Speaker 1:Yeah, and then sometimes, if patients aren't surgical candidates, we treat them with an intact bladder and treat it with chemo and radiation as well. Absolutely.
Speaker 2:Yeah.
Speaker 1:So there's several options if you have an advanced bladder cancer. But fortunately most bladder cancers are early stage where you can keep your normal bladder and they just go in and kind of scrape away the tumor.
Speaker 2:Correct. So the way I explain it to my patients is you know the bladder has three layers right it has the bladder lining, then the muscle and then the fat. We make the distinction in bladder cancer between muscle invasive and non-muscle invasive because in the muscle layer we have the blood vessels. So once the bladder cancer reaches that layer it can theoretically spread outside of the bladder. And so for non-muscle invasive bladder cancer, so the ones that are either very superficial or just invade the first layer, you can treat by resecting and sometimes you need to put chemotherapy or some kind of agent into their bladder through a catheter periodically. There are several protocols for that.
Speaker 2:And then when it comes to a muscle invasive bladder cancer, the standard of care is doing chemotherapy first, followed by a cystectomy, and you know the survival after something like that depends really on the stage of the disease, especially the stage at the time of the cystectomy.
Speaker 2:Stage of the disease, especially the stage at the time of the cystectomy. So once you remove the bladder and look at it under the microscope and see how much the tumor is invading into the bladder tissue, you can kind of get an estimate of the life expectancy or five-year overall survival, depending on how deep it goes into the tissue. If there's no tumor after the cystectomy, no tumor left, let's say it got treated by the resection and the neoadjuvant chemotherapy. Survival at five years is somewhere between 85 and 90%. Oh, that's pretty good for a muscle invasive, yeah. And then once you start going up, that number obviously goes down. And then for patients who are not candidates for this surgery, which is a big surgery, you get the trimortal therapy, which is what you alluded to, the resection plus the chemoradiation which brings that five-year survival down to maybe 65%, 70%.

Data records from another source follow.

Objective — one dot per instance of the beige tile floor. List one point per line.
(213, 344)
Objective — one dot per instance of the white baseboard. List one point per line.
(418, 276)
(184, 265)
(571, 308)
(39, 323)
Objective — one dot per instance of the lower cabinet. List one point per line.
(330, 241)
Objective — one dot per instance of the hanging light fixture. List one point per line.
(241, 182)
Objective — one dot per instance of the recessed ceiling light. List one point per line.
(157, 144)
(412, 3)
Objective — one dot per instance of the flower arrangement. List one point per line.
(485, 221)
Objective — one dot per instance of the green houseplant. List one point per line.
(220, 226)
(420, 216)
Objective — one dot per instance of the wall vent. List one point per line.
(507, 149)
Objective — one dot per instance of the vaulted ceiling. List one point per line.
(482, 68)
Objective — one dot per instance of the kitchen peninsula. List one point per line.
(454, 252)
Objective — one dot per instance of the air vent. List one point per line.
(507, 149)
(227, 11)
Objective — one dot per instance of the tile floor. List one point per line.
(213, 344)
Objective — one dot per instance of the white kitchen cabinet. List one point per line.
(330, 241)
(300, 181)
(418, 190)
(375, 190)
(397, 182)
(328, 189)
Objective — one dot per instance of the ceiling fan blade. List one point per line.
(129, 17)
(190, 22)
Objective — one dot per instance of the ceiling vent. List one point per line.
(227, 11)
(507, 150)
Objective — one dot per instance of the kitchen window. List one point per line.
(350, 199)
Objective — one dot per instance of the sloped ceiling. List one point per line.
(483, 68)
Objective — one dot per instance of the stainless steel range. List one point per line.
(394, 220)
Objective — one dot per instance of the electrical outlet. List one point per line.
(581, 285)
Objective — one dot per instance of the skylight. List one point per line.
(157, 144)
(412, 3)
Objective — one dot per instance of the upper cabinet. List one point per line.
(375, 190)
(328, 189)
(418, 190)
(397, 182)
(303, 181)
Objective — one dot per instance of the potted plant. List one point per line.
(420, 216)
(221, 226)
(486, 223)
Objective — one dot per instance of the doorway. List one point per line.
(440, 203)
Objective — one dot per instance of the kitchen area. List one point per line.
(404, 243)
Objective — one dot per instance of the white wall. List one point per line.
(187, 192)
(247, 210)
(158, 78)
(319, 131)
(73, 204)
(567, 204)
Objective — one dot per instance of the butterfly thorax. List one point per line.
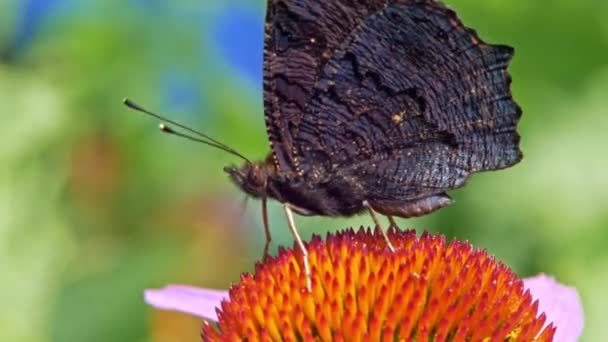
(336, 197)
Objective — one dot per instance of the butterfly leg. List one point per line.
(413, 208)
(296, 235)
(392, 221)
(266, 227)
(372, 212)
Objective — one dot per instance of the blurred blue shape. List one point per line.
(32, 15)
(239, 36)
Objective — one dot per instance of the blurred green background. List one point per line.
(96, 205)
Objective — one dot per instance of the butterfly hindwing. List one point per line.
(413, 90)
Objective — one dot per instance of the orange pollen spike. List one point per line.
(427, 289)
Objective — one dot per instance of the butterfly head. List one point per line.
(251, 178)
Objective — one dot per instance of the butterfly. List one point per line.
(378, 106)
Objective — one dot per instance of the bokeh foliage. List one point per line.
(95, 205)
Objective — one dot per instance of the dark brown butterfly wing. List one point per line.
(410, 104)
(300, 37)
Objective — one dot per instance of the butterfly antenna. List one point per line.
(202, 137)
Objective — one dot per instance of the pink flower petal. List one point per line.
(560, 303)
(191, 300)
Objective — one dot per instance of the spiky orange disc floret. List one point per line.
(427, 290)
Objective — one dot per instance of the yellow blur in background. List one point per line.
(96, 205)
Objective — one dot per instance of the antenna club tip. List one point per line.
(165, 128)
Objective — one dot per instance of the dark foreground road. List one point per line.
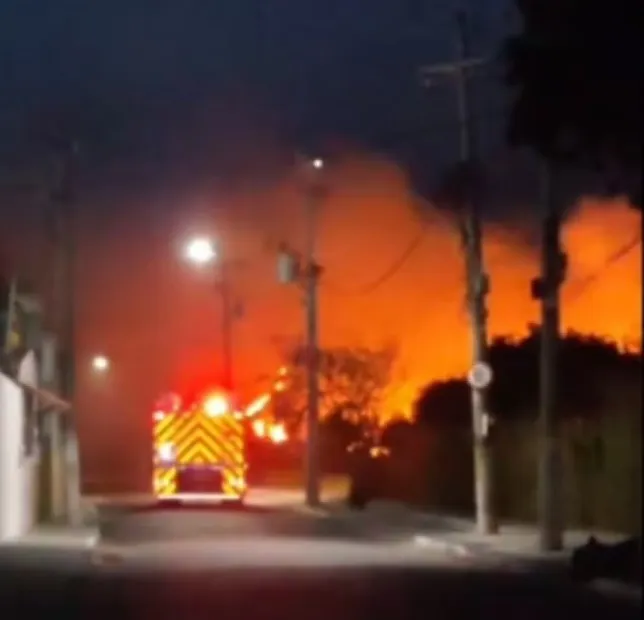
(260, 564)
(339, 581)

Speaker 1:What's the most common presenting symptom for somebody who has bladder cancer?
Speaker 2:Yeah, so the most common presenting symptom is hematuria or blood in the urine. Right, that can come in two forms. It can be microhematuria, where you have blood in your urine test that your primary care or some other doctor does, or you can have gross hematuria that you can actually see it. Both are concerning. About 10% of people with microhematuria will have a diagnosis of bladder cancer, and when it comes to gross hematuria, that number goes up to 30% to 35%. So it's important to get tested, right. There are guidelines about this, especially for microhematuria. There are several criteria that you use to determine if the patient is low, intermediate or high risk and then, depending on that, you do some kind of testing. But for the most part, and especially for gross immaterials or blood that you can see, the testing for that is twofold. It is a CT urogram, which is a CAT scan with IV contrast, where we not only look at your kidneys but we also look at how your kidneys filter the contrast. So the contrast paints the ureter, which is the tube that brings the urine down to the bladder, and so we look at the kidneys, we look at whether or not there are kidney masses or if there is a feeling defect in your ureters. Concerning for a ureteral mass, we look at whether or not you have kidney stones, we look at the size of your prostate and then the CT scan is not really good to look at bladder. So the second part of the testing is called a cystoscopy, which is a quick procedure we do in the office where we put a small camera through your urethra into your bladder and we take a look directly at your bladder. Right?
Speaker 2:A lot of people you know they disregard blood in the urine for many reasons, whether because they had some kind of symptoms of infection or because they felt like they were dehydrated that day. But a lot of things can cause blood in the urine. It's not only bladder cancer, right, it can be a urinary tract infection, it can be stones, it can be an enlarged prostate in men over 50 years old. But definitely bladder cancer or any type of cancer over the urinary tract are the things that we're looking to rule out. So if you have microscopic blood in the urine in your regular urine test or you see any blood in the urine, you should consult with a urologist as soon as possible.
Speaker 1:Yeah, and, like you said, for those of you out there who kind of aren't familiar with it, the urinary system. It starts with the kidneys that filter the blood and then goes to the ureter, which is the tube that drains from the kidney to the bladder, and then the urethra, which goes from the bladder to either the orifice at the vagina or penis.
Speaker 2:Yeah, yeah, and you know, even people with bladder cancer up to 5% of them can develop disease in their ureters too. Yeah, of them can develop disease in their ureters too. And people with disease in their ureters up to 30% of those can develop disease in the bladder. So if you were ever diagnosed with either one, either bladder cancer or upper tract urothelial carcinoma, which is the cancer of the ureter, the other organ should be also surveilled, you bet.
Speaker 1:And so what's the main risk factor for somebody developing like a bladder cancer in?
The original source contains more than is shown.